On May 18, 2020, the Company issued $1.25 billion 1.35% Senior Notes due 2025, $1.0 billion 1.95% Senior Notes due 2030, and $750 million 2.80% Senior Notes due 2050 (collectively, the "2020 Notes") to replace $3.0 billion of undrawn commitments under the $6.0 billion delayed draw term loan facility, referenced below. The 2020 Notes are senior unsecured and unsubordinated obligations of Honeywell and rank equally with all of Honeywell's existing and future senior unsecured debt and senior to all of Honeywell's subordinated debt. The offering resulted in gross proceeds of $3.0 billion, offset by $27 million in discount and closing costs related to the offering.
On March 26, 2020, the Company entered into a Delayed Draw Term Loan Agreement (the “Term Loan Agreement”) with a syndicate of banks. The Term Loan Agreement provided for a two-year, delayed draw term loan facility in the aggregate principal amount of $6.0 billion. Effective May 22, 2020, the Company permanently reduced the undrawn commitments under the Term Loan Agreement by an aggregate amount of $3.0 billion. On June 24, 2020, the Company fully drew on the remaining $3.0 billion of commitments under the Term Loan Agreement at a variable interest rate equal to the one-month LIBOR plus the applicable margin of 1.25%. The draw resulted in gross proceeds of $3.0 billion offset by $7 million in closing costs related to the borrowing. The amount borrowed under the Term Loan Agreement may not be reborrowed and is required to be repaid no later than March 26, 2022, unless the Term Loan Agreement is terminated earlier pursuant to its terms. Commitments under the Term Loan Agreement can be increased pursuant to the terms of the Term Loan Agreement by an aggregate amount not to exceed $2.0 billion. As of June 30, 2020, there were $3.0 billion of borrowings outstanding under the Term Loan Agreement, and there were no undrawn commitments remaining under the Term Loan Agreement.

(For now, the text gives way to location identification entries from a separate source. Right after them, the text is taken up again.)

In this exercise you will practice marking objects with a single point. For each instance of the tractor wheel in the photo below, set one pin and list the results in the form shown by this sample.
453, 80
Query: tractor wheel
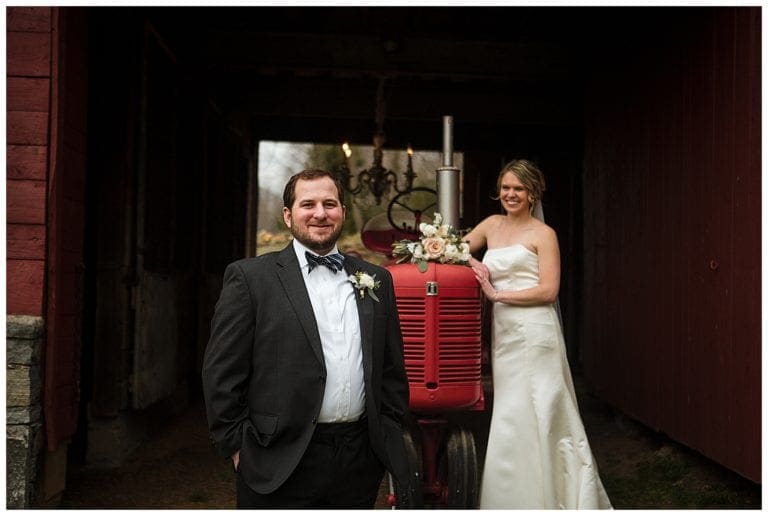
410, 496
460, 470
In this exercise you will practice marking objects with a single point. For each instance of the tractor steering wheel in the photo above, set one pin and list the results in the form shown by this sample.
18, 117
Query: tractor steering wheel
416, 202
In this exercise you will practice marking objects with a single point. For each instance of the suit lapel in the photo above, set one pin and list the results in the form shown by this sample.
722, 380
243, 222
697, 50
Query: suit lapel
289, 273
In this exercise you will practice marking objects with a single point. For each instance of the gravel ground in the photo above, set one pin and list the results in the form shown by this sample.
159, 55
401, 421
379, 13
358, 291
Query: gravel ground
178, 469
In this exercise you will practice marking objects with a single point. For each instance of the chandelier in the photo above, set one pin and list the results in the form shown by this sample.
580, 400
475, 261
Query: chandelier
377, 178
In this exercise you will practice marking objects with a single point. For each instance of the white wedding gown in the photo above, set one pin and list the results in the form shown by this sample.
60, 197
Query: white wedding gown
538, 456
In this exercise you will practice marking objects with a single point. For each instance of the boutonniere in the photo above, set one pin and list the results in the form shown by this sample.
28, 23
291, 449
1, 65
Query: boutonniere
365, 283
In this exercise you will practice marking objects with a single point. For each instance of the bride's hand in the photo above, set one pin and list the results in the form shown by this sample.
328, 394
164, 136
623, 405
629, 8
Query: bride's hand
483, 276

On March 10, 2020, the Company issued €500 million 0.00% Senior Notes due 2024 and €500 million 0.75% Senior Notes due 2032 (collectively, the "2020 Euro Notes"). The 2020 Euro Notes are senior unsecured and unsubordinated obligations of Honeywell and rank equally with all of Honeywell's existing and future senior unsecured debt and senior to all of Honeywell's subordinated debt. The offering resulted in gross proceeds of $1,136 million, offset by $9 million in discount and closing costs related to the offering.

For issuances described above, unless otherwise noted, all debt issuance costs are deferred and recognized as a direct deduction to the related debt liability and are amortized to interest expense over the debt term.

On February 21, 2020, the Company paid its 0.65% Euro notes due 2020.
On April 10, 2020, the Company entered into a $1.5 billion 364-Day Credit Agreement (the "364-Day Credit Agreement") with a syndicate of banks. This 364-Day Credit Agreement is maintained for general corporate purposes. The 364-Day Credit Agreement replaces the previously reported 364-day credit agreement dated as of April 26, 2019, which was terminated on April 10, 2020. As of June 30, 2020, there are no outstanding borrowings under the 364-Day Credit Agreement.